During her two terms, she’s been known to take on progressive topics beyond her ward. Perhaps most significant, she was a leading opponent of the privatization of Lambert.
She also sponsored legislation to create air quality controls at vacant building demolition sites, including those near schools. She pushed other bills to curtail payday lending and guns in parks. She has fought to limit public funding of private development projects.
Now she wants to broaden her reach and leadership responsibilities as mayor. She said it’s past time to get serious about addressing crime, racism and poverty, as well as the budget, which she predicts will have “major deficits” before it gets better.
“It’s going to take grit and stubborn optimism. We can turn our city around,” she said. “I want to be the mayor who looks at these challenges and rolls up my sleeves and gets to work.”
Spencer grew up in the St. Louis region. Her mother was raised in East St. Louis and north St. Louis County. Her father managed a floating riverfront restaurant before moving the family from the city to the suburbs. She’s a graduate of Parkway South High School, where she was a cheerleader, soccer player and a founding member of a national championship women’s solar bike team.
She was the first in her family to earn a college degree. She majored in math at Truman State University. For 15 years, she worked as a mathematical modeler who predicted market behavior for a health care consulting firm.

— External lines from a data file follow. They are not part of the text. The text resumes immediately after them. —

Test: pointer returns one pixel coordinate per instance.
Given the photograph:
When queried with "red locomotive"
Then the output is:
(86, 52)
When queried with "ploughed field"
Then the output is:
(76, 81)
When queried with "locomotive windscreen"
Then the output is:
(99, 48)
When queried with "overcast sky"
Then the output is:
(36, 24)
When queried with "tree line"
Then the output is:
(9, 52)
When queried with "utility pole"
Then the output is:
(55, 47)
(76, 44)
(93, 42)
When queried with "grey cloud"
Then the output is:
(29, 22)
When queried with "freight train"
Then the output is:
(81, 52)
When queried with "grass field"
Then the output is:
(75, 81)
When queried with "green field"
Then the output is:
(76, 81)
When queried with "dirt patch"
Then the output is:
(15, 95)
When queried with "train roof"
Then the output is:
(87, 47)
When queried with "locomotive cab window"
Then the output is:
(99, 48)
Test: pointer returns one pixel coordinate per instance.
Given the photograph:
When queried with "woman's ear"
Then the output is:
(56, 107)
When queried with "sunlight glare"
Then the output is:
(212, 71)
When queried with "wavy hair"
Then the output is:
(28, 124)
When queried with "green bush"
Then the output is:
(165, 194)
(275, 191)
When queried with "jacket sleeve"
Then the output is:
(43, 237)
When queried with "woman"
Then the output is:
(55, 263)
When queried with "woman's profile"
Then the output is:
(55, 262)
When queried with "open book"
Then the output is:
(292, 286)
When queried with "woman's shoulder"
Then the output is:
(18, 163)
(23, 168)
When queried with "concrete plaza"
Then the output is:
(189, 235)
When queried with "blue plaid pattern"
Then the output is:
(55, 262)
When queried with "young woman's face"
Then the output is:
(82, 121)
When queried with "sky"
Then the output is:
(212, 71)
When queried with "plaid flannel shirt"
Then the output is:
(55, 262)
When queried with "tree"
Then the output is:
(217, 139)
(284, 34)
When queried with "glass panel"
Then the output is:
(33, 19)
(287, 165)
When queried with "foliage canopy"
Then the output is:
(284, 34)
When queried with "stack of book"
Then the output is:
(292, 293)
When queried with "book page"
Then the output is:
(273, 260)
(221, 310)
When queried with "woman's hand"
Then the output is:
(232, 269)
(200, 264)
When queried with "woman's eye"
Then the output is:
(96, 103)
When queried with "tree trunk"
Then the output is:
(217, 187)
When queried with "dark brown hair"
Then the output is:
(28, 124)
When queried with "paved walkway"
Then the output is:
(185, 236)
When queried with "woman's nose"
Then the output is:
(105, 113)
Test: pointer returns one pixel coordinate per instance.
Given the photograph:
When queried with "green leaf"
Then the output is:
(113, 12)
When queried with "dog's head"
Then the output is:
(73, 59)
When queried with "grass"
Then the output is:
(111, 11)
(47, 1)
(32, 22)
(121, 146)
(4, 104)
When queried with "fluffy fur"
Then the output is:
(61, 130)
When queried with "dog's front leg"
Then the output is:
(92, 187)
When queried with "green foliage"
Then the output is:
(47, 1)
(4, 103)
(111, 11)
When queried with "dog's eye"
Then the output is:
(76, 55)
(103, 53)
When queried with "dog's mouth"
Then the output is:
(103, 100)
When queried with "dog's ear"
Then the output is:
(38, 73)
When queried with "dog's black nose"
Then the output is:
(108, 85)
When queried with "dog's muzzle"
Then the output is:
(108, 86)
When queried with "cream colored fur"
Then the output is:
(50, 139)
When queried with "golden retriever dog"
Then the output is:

To run for mayor, the single mother left her position as executive director of the Consumers Council of Missouri.
“I am the only candidate here who hasn’t run for mayor before,” she said. “I do have a different approach.”
Odd man out
Andrew Jones Jr. looked down the street from his front porch in the Botanical Heights neighborhood on a recent day and shook his head. The nice homes were built in 2005. It’s been hard to keep families in them after their children turn 5.
“I’ve had two successive neighbors that left because of the school district,” said Jones, 60. “They were great neighbors. There are a few other neighbors here who are leaving because of the school system and the crime and all the other things.”
Hitting closer, he wishes his grandchildren would someday be willing not only to visit from the suburbs, but move to the city. That yearning motivated him to run for mayor.
“I am just like every other citizen in this city,” said Jones. “I am tired of where the city is going. It is certainly at a precipice of absolute decline.”
“I am doing it to raise another voice,” he said.
The self-proclaimed “odd man out” in the race said St. Louis needs a strong leader who is accountable, willing to stand out front, own up and make necessary changes, like cutting “fluff” from the budget that wastes his tax dollars and does nothing to improve municipal services or lure businesses.
“The city is not in a position where we can move forward, and the same people who have been involved with this politically, to get it where it is now, are still involved,” he said. “They continue to do the exact same thing.”
Jones grew up in a working class family in East St. Louis, playing football and basketball at the former Assumption High School. He studied business administration at Lincoln University and went on to earn advanced degrees from Webster University and Washington University.
Over two decades, he rose through the ranks at Ameren, first as a union employee in motor transportation, lastly as a marketing manager. He is now vice president of business development and marketing at the Greenville-based Southwestern Electric Cooperative, which provides power to a swath of southern Illinois.
Jones and his wife, Shelia, a manager at Ameren, have two daughters and three grandchildren.